The Uniformed and Overseas Citizens Absentee Voting Act (UOCAVA), enacted in 1986, exists to ensure that these voters are not disenfranchised simply because they are serving or living abroad.
For these voters, mailing timelines are not theoretical. They rely on military mail, diplomatic pouch services, and foreign postal systems that can be delayed by distance, weather, security conditions, or host-nation disruptions. Even when ballots are mailed on time, delays completely outside the voter’s control can cause legally cast ballots to go uncounted if no grace period exists.
These are Americans serving our country—often in difficult or remote locations. Removing grace periods risks disenfranchising exactly the people we frequently thank for their service.
Reasonable receipt windows acknowledge the realities of overseas mail and help ensure that ballots mailed on time are counted. Whatever one’s views on other election issues, making sure deployed service members, federal employees, and their families can vote should be something we can all support.
Charles “Dennis” Hall
Beavercreek
Ohio made right choice in farm animal law
Thank you for Reporter London Bishop’s article on Ohio’s new restrictions on gestation crates for pigs. Given Ohio’s enormous role in U.S. pork production, this shift is undeniably significant, and it was encouraging to see such careful reporting on an issue that rarely receives sustained attention.
At the same time, the article was a reminder of how difficult the lives of farmed animals can be. The fact that pigs were ever kept in conditions so restrictive they couldn’t turn around is deeply unsettling, and even with these new rules, their reality remains far from easy. Still, reducing the most extreme forms of confinement matters, and I’m grateful to see Ohio take a step that lessens at least some of that suffering.
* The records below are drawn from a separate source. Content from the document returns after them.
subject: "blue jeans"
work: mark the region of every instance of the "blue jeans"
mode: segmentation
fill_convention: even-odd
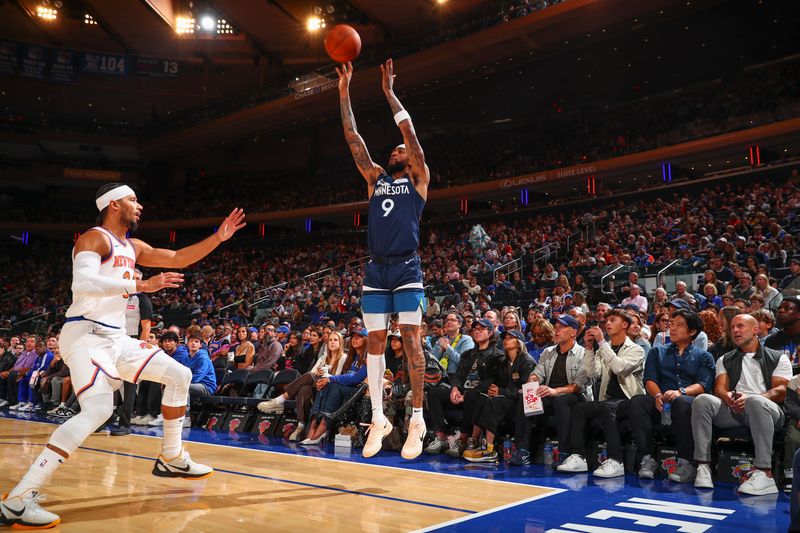
[[[321,415],[328,418],[336,412],[344,402],[356,393],[356,387],[348,387],[339,383],[328,382],[325,388],[317,393],[314,405],[311,407],[311,416]],[[328,419],[330,421],[330,419]]]

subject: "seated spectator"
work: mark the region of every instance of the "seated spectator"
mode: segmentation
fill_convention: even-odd
[[[550,305],[550,295],[547,293],[547,289],[544,287],[539,287],[539,294],[533,300],[533,304],[535,305],[540,311],[544,311]]]
[[[578,334],[575,336],[575,342],[583,344],[583,336],[586,334],[586,314],[580,307],[573,307],[567,314],[578,321]]]
[[[703,331],[708,336],[708,351],[713,355],[717,343],[722,340],[719,315],[713,309],[706,309],[697,313],[697,316],[703,321]]]
[[[787,296],[778,308],[778,323],[781,329],[764,341],[764,346],[786,354],[789,361],[800,363],[800,297]]]
[[[573,301],[572,304],[583,311],[583,314],[588,316],[589,315],[589,305],[586,303],[586,296],[585,293],[582,291],[575,291],[572,293]]]
[[[176,357],[176,359],[192,371],[189,397],[194,400],[200,396],[214,394],[214,391],[217,390],[217,377],[214,373],[214,365],[211,363],[211,358],[208,356],[208,352],[203,349],[203,337],[196,334],[191,335],[186,348],[188,350],[182,351],[180,358]],[[166,352],[167,350],[164,351]]]
[[[200,331],[202,332],[202,330]],[[230,350],[230,347],[231,341],[225,334],[225,328],[222,324],[218,324],[214,330],[214,338],[208,341],[208,355],[211,357],[211,362],[214,363],[214,368],[226,368],[228,366],[228,350]]]
[[[444,335],[433,347],[433,355],[439,359],[442,368],[450,375],[458,369],[461,354],[475,346],[472,337],[461,332],[463,323],[464,317],[460,314],[448,313],[444,321]]]
[[[622,300],[620,303],[621,306],[625,307],[626,305],[635,305],[638,307],[639,311],[644,313],[647,312],[647,298],[641,295],[641,288],[639,285],[633,283],[629,287],[629,296]]]
[[[784,421],[781,405],[786,385],[792,379],[792,365],[785,354],[761,346],[758,322],[752,316],[738,315],[731,328],[736,349],[717,361],[714,394],[700,395],[692,406],[694,458],[698,463],[694,486],[714,488],[712,426],[747,427],[756,458],[747,480],[739,485],[739,492],[775,494],[778,488],[772,477],[772,439]],[[676,481],[690,481],[691,477]]]
[[[533,358],[534,362],[539,362],[541,353],[553,345],[555,330],[549,320],[539,318],[531,323],[531,340],[525,344],[525,349]]]
[[[730,352],[731,350],[736,349],[736,345],[733,343],[731,323],[733,321],[733,317],[740,314],[742,314],[742,310],[733,305],[725,306],[719,310],[719,313],[717,313],[717,318],[719,318],[719,329],[721,332],[721,336],[719,341],[714,344],[714,349],[713,352],[711,353],[711,355],[714,356],[714,361],[716,361],[726,353]]]
[[[800,296],[800,259],[789,259],[789,274],[778,285],[784,296]]]
[[[619,420],[628,418],[630,399],[644,393],[644,350],[628,336],[635,320],[641,323],[638,315],[634,317],[631,313],[614,309],[606,314],[605,334],[610,341],[606,342],[603,332],[597,327],[586,332],[583,363],[589,379],[600,379],[600,394],[597,401],[578,403],[572,408],[571,454],[558,466],[559,472],[586,472],[589,469],[586,434],[589,422],[599,420],[606,438],[608,458],[593,474],[605,478],[625,475],[617,424]]]
[[[769,284],[769,276],[766,274],[758,274],[756,276],[755,294],[764,299],[764,309],[769,309],[770,311],[777,311],[783,301],[783,296],[778,292],[778,289]]]
[[[24,345],[17,345],[15,350],[18,354],[14,366],[11,370],[0,374],[0,378],[2,378],[0,379],[0,392],[5,392],[5,400],[11,405],[9,409],[18,405],[17,392],[19,390],[19,382],[25,377],[25,374],[33,368],[36,359],[39,357],[39,354],[36,353],[37,340],[35,335],[30,335],[25,339]],[[14,410],[16,411],[17,409]]]
[[[278,358],[275,363],[275,370],[286,370],[287,368],[294,368],[296,359],[300,357],[300,348],[302,342],[302,334],[299,331],[289,333],[286,344],[283,346],[283,355]],[[347,344],[347,341],[345,341]]]
[[[505,331],[519,331],[522,333],[523,328],[524,325],[516,311],[510,310],[503,313],[503,325],[500,329],[501,333]]]
[[[708,298],[708,291],[706,285],[713,285],[716,292],[714,294],[720,295],[725,292],[725,283],[717,279],[717,273],[713,269],[708,269],[703,273],[703,294]],[[720,304],[722,307],[722,304]]]
[[[236,328],[236,342],[231,348],[233,348],[234,368],[239,370],[253,367],[253,358],[256,355],[256,348],[253,346],[253,343],[250,342],[250,332],[247,331],[247,326],[239,326]]]
[[[265,324],[258,333],[260,337],[258,351],[253,356],[253,372],[275,368],[283,355],[283,346],[275,334],[275,326]]]
[[[303,351],[294,358],[293,367],[300,374],[308,372],[314,363],[319,359],[319,352],[322,347],[322,331],[316,326],[306,328],[308,330],[308,342]],[[351,337],[352,340],[352,337]]]
[[[528,381],[536,365],[525,351],[525,337],[521,331],[507,330],[500,338],[503,341],[503,356],[488,360],[489,387],[480,395],[475,407],[475,426],[486,432],[486,447],[464,451],[464,459],[473,463],[497,459],[497,450],[494,448],[497,429],[504,420],[513,420],[518,391]]]
[[[425,449],[429,454],[445,452],[451,457],[461,457],[466,450],[476,448],[473,434],[475,408],[480,394],[489,390],[487,365],[489,361],[502,357],[503,352],[497,347],[494,325],[488,319],[475,321],[472,336],[477,344],[461,354],[456,372],[449,375],[450,389],[433,387],[428,391],[428,427],[436,434],[436,438]],[[448,446],[445,411],[459,409],[464,413],[461,437]]]
[[[39,391],[45,404],[61,403],[61,384],[63,378],[69,376],[69,367],[61,359],[58,345],[53,348],[53,362],[39,380]]]
[[[644,364],[647,394],[631,399],[631,430],[636,444],[635,464],[641,479],[653,479],[657,464],[653,459],[653,426],[670,405],[672,434],[678,447],[678,467],[670,474],[674,481],[694,478],[694,441],[691,437],[691,410],[696,396],[710,391],[714,383],[711,354],[693,344],[703,323],[688,309],[676,310],[670,319],[672,342],[653,346]],[[640,463],[641,461],[641,463]]]
[[[634,344],[639,346],[642,349],[644,358],[644,354],[650,353],[650,348],[652,345],[648,340],[650,335],[650,329],[644,323],[642,319],[642,315],[639,313],[629,313],[631,316],[631,325],[628,328],[628,338],[633,341]],[[644,360],[642,360],[642,365],[644,365]]]
[[[300,436],[305,431],[306,420],[311,410],[311,401],[316,391],[316,381],[325,375],[339,375],[342,373],[346,359],[342,334],[338,331],[330,331],[327,350],[324,354],[322,350],[320,352],[320,357],[311,367],[311,370],[286,385],[283,394],[257,405],[258,410],[262,413],[283,413],[283,406],[286,400],[295,400],[297,428],[289,436],[290,441],[300,440]]]
[[[6,379],[8,373],[14,368],[14,363],[17,361],[17,355],[11,347],[6,347],[5,339],[0,339],[0,408],[8,405],[6,400],[5,391],[2,390],[6,386]]]
[[[742,272],[739,276],[739,283],[736,285],[728,285],[728,293],[733,296],[734,300],[742,299],[749,300],[756,288],[753,286],[753,278],[747,272]]]
[[[767,340],[767,337],[778,331],[775,329],[775,315],[769,309],[759,309],[750,313],[750,316],[758,322],[758,340],[761,344]],[[791,359],[790,359],[791,361]]]
[[[692,307],[687,304],[685,300],[680,298],[676,298],[675,300],[669,302],[667,309],[671,314],[675,314],[675,311],[678,309],[685,309],[694,313],[694,311],[692,311]],[[702,328],[702,324],[700,325],[700,328]],[[663,335],[656,335],[655,339],[653,340],[653,347],[660,346],[662,344],[669,344],[670,342],[670,331],[667,329],[663,332]],[[699,329],[697,335],[693,337],[692,344],[694,344],[701,352],[707,352],[708,335],[706,335],[702,329]]]
[[[689,306],[688,309],[693,309],[697,304],[697,301],[695,300],[694,296],[692,296],[686,290],[686,282],[684,281],[678,281],[675,283],[675,294],[673,294],[670,297],[669,303],[672,303],[675,300],[683,300],[684,302],[686,302]]]
[[[53,362],[53,353],[47,349],[42,340],[37,340],[35,345],[36,359],[17,384],[17,398],[19,403],[12,406],[12,411],[37,411],[41,409],[42,397],[37,391],[39,379],[50,368]]]
[[[547,417],[555,415],[559,452],[570,454],[569,428],[572,407],[579,402],[592,399],[591,382],[583,364],[583,346],[575,342],[578,321],[569,315],[557,319],[554,346],[545,349],[539,357],[539,364],[528,378],[529,382],[539,383],[536,394],[542,398],[544,413],[529,417],[522,408],[522,399],[517,401],[515,437],[518,450],[531,450],[531,429],[541,425]],[[520,452],[521,454],[523,452]]]
[[[330,336],[330,339],[337,338],[336,334]],[[311,426],[308,429],[308,436],[300,444],[308,446],[321,443],[333,422],[331,415],[353,396],[358,385],[367,379],[366,341],[366,329],[356,332],[347,357],[344,358],[343,372],[338,375],[322,374],[317,379],[315,386],[318,392],[310,412]],[[328,341],[331,351],[338,349],[336,342]]]
[[[709,270],[713,274],[712,271]],[[703,285],[703,296],[706,297],[705,301],[700,305],[700,309],[708,309],[711,306],[716,306],[717,309],[722,309],[722,298],[719,297],[717,287],[713,283],[706,283]]]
I also appreciated the article’s recognition of the long, complicated process behind this change. Progress in the treatment of farmed animals often comes slowly, through negotiation and persistence, and even imperfect improvements can open the door to broader conversations about how we care for the beings who depend entirely on us.
Thank you again for giving space to an issue that deserves far more public reflection.
Sara Crane
Toronto, Ohio
Rep. Mike Turner is not working for us
U.S. Rep. Mike Turner, R-Dayton has managed to avoid getting called out as a RINO. By voting to confirm every unqualified Trump sycophant currently mismanaging our government and voting for a budget that extends tax breaks for billionaires and ends health care subsidies for millions, he stays loyal enough to the MAGA regime.
Reporter Jamie Dupree had to write his article without actually interviewing Mike Turner, but he isn’t the only one he won’t meet. We constituents have been asking for a town hall for years. Allegedly, he keeps office hours, but we only find a staff person there. Who is Mike Turner working for? Not us.